4. Family systems must be included

  • education for partners
  • access to support resources
  • acknowledgment of shared risk

Because without this:

We are not treating the system.
We are disrupting it.


Final Thought

I respect the potential of ibogaine.

I respect the veterans who are advocating for it.

And I respect those, like Morgan Luttrell, who are expanding the conversation to include the people living beside that reality.

Because if we want real healing—

it cannot belong to the individual alone.

It has to extend to the system they return to.

Otherwise, we are not witnessing transformation.

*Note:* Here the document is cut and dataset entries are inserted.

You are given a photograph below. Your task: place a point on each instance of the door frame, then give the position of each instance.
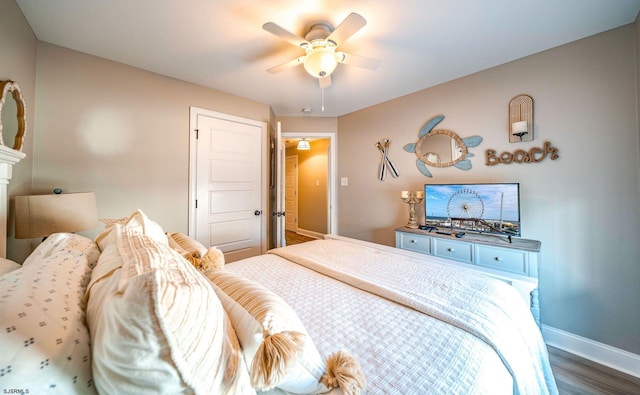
(193, 141)
(332, 190)
(291, 157)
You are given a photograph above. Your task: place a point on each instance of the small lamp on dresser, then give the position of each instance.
(43, 215)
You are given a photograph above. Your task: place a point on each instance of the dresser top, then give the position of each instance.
(492, 240)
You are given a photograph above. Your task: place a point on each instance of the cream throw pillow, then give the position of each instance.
(137, 221)
(157, 325)
(275, 344)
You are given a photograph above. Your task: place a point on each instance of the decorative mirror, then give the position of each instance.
(12, 115)
(441, 148)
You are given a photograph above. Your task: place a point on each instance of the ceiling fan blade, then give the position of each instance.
(285, 34)
(352, 23)
(325, 82)
(287, 65)
(358, 61)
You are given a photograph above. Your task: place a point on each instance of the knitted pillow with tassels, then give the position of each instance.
(275, 344)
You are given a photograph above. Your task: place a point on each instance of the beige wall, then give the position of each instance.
(121, 132)
(18, 51)
(583, 206)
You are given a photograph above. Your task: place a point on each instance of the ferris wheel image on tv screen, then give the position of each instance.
(466, 203)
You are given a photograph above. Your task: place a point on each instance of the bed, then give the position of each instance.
(140, 310)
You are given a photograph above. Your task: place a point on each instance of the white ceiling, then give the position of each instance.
(221, 43)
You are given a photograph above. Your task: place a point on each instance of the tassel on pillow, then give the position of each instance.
(273, 358)
(212, 260)
(343, 371)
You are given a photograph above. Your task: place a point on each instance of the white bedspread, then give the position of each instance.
(479, 305)
(401, 350)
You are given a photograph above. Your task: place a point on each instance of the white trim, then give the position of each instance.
(333, 173)
(193, 118)
(592, 350)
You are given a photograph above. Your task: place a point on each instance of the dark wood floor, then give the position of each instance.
(574, 375)
(578, 376)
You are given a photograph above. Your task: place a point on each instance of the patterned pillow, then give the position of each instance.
(157, 325)
(44, 341)
(7, 265)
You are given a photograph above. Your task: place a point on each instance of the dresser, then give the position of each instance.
(514, 262)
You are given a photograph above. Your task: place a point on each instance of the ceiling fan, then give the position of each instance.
(320, 44)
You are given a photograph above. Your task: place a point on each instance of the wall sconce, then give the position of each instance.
(521, 119)
(412, 198)
(303, 145)
(43, 215)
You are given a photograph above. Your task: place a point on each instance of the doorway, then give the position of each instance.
(309, 188)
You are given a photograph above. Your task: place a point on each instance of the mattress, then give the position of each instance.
(340, 293)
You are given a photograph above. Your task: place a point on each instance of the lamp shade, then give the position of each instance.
(43, 215)
(321, 62)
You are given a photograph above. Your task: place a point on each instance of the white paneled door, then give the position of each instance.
(228, 182)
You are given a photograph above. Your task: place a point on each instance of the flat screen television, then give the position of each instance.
(479, 208)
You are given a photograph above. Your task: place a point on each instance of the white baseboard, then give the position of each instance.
(603, 354)
(310, 233)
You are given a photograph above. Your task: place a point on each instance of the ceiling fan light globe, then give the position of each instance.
(321, 62)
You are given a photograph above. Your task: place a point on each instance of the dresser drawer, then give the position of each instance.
(505, 259)
(457, 250)
(413, 242)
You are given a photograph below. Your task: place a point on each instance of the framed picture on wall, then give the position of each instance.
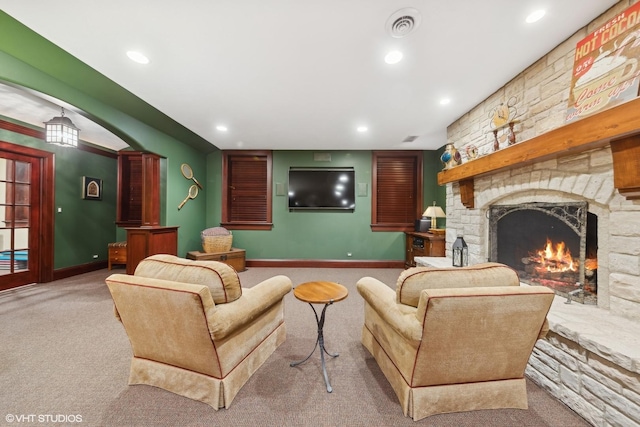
(91, 188)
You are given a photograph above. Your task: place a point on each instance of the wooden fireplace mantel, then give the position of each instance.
(618, 126)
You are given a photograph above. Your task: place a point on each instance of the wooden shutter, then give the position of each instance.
(247, 191)
(398, 190)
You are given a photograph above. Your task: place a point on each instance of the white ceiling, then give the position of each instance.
(293, 74)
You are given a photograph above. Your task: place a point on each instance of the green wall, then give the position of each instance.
(84, 227)
(320, 234)
(32, 62)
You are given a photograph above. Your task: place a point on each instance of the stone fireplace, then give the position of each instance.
(549, 244)
(590, 359)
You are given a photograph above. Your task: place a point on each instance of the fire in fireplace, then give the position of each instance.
(550, 244)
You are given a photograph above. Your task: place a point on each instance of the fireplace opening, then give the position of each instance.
(550, 244)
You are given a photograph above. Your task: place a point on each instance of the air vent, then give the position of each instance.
(321, 157)
(403, 22)
(410, 138)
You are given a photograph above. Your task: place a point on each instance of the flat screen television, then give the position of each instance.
(322, 188)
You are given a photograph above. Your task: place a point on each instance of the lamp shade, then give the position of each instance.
(434, 212)
(61, 131)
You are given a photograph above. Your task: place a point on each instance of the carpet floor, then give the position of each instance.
(64, 360)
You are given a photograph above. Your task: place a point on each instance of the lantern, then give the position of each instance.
(460, 252)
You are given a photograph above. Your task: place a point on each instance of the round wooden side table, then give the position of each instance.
(320, 293)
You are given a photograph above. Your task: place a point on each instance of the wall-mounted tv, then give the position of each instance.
(322, 188)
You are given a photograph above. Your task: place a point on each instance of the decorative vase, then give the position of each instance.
(451, 157)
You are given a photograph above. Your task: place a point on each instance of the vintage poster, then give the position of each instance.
(605, 70)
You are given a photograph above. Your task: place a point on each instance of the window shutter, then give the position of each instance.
(397, 200)
(246, 198)
(248, 189)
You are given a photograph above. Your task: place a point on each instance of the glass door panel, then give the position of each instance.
(15, 197)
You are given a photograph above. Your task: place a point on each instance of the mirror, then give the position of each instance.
(193, 193)
(187, 172)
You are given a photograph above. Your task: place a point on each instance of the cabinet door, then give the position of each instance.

We are witnessing something far more fragile—

and asking the people closest to it to quietly hold the pieces.


References

  • Alper, K. R., et al. (1999). Ibogaine in the treatment of opioid dependence.
  • Brown, T. K., & Alper, K. (2018). Treatment of opioid use disorder with ibogaine.
  • Davis, A. K., et al. (2020). Psychedelics and substance use outcomes.
  • Mithoefer, M. et al. (2024). Magnesium-ibogaine in veterans (observational study).
  • Koenig, X., & Hilber, K. (2015). Cardiac effects of ibogaine.
  • Litjens, R. P. W., & Brunt, T. M. (2016). Toxicity of ibogaine.
  • Noller, G. E., et al. (2018). Ibogaine treatment outcomes and adverse effects.
  • Hoge, C. W., et al. (2004). Combat duty and mental health.
  • Seal, K. H., et al. (2011). Substance use among veterans.
  • Volkow, N. D., et al. (2016). Neurobiology of addiction.
  • Hawkley, L. C., & Cacioppo, J. T. (2010). Loneliness and health outcomes.
  • McCrady, B. S., & Epstein, E. E. (2009). Family involvement in addiction treatment.